Als Autor für das Fachmagazin Kaffee & Co. widmet sich Dr. Steffen Schwarz, Geschäftsführer von Coffee Consulate, in regelmäßigen Beiträgen Themen rund um das beliebte Heißgetränk. In diesem Beitrag geht es um Methoden der Extraktion von Kaffee.

Kaffee ist nicht nur das am meisten konsumierte Getränk der Welt nach Wasser, es ist auch komplexer als alle anderen Getränke. Dies gilt vor allem in Bezug auf die Aromen – denn kein anderes Lebensmittel weist eine solche Aromenfülle auf. Er besitzt über 2.000 bereits identifizierte einzelne Aromaverbindungen, die in ihrer Gesamtheit den „Kaffeegeschmack“ ausmachen. Kaffee ist zudem ein halbfertiges Getränk – es muss also vor dem Genuss noch fertig zubereitet werden.

Kontrolliertes Herauslösen

Es geht bei der Zubereitung von Kaffee unter anderem um die korrekte Extraktion, also das kontrollierte Herauslösen der erwünschten Geschmacksstoffe in das Getränk. Eine übermäßige Extraktion ist dabei zu vermeiden, da diese dazu führt, dass unerwünschte Substanzen wie Gerbstoffe in erhöhtem Maße in das Getränk geraten. Es ist besser, höher zu dosieren und weniger zu extrahieren, um ein hervorragendes Geschmacksprofil zu erreichen. Je intensiver die Extraktion, desto mehr unangenehme Geschmacksstoffe werden herausgelöst.

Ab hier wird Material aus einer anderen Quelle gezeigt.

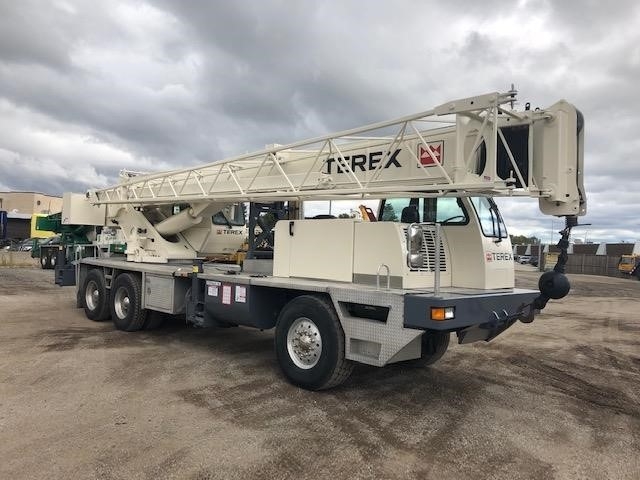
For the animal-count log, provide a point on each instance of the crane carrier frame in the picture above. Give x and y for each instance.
(436, 261)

Beim Kaffee wird eine Extraktionstiefe von 18 bis 22 Prozent als ideal angegeben. Geht man von 20 Prozent aus, bedeutet das, dass aus 10 g Kaffeemehl 2 g (also 20 Prozent von 10 g) im Kaffee gelöst werden und sich dort im Getränk später wiederfinden. Bei einer Kaffeetasse mit 200 ml Füllvolumen besteht dann eine Stärke von 1 Prozent (2 g Kaffee auf 200 ml Füllvolumen).

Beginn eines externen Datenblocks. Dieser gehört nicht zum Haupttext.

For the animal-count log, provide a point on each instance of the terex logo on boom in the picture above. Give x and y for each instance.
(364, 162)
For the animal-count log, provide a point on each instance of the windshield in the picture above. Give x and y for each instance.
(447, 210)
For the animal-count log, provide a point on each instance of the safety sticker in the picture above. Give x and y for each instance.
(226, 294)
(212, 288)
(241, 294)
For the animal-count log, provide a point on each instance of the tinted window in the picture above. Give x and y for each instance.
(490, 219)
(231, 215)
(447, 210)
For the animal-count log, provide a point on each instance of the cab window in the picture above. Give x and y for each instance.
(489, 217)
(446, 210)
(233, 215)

Die gleiche Menge Kaffee (2 g) auf 25 ml Volumen eines Espresso ergäbe eine Stärke von 8 Prozent – was erklärt, warum der Espresso viel vollmundiger als eine Tasse Filterkaffee ist. Der Koffeingehalt ist in diesem Falle in beiden Getränken gleich – ausschlaggebend für den Koffeingehalt ist nicht das Zubereitungsverfahren oder die Röstung, sondern die Einwaage des Kaffees, sowie die Art oder Varietät des verwendeten Kaffees (also die durch die Genetik festgelegte Koffeinmenge der Bohnen).

Extraktion: Drei Methoden

Es bestehen drei verschiedene Möglichkeiten der Extraktion für Kaffee: die Auslaugung (Mazeration, Lixiviation), die Filtration und die Extraktion unter Druck (Über- oder Unterdruck). Typische Vertreter der Auslaugung sind die äthiopische Kaffeezubereitung in der Jebena, das Brasilianische Cuptasting und der türkische Kaffee (aufgekocht im Cezve).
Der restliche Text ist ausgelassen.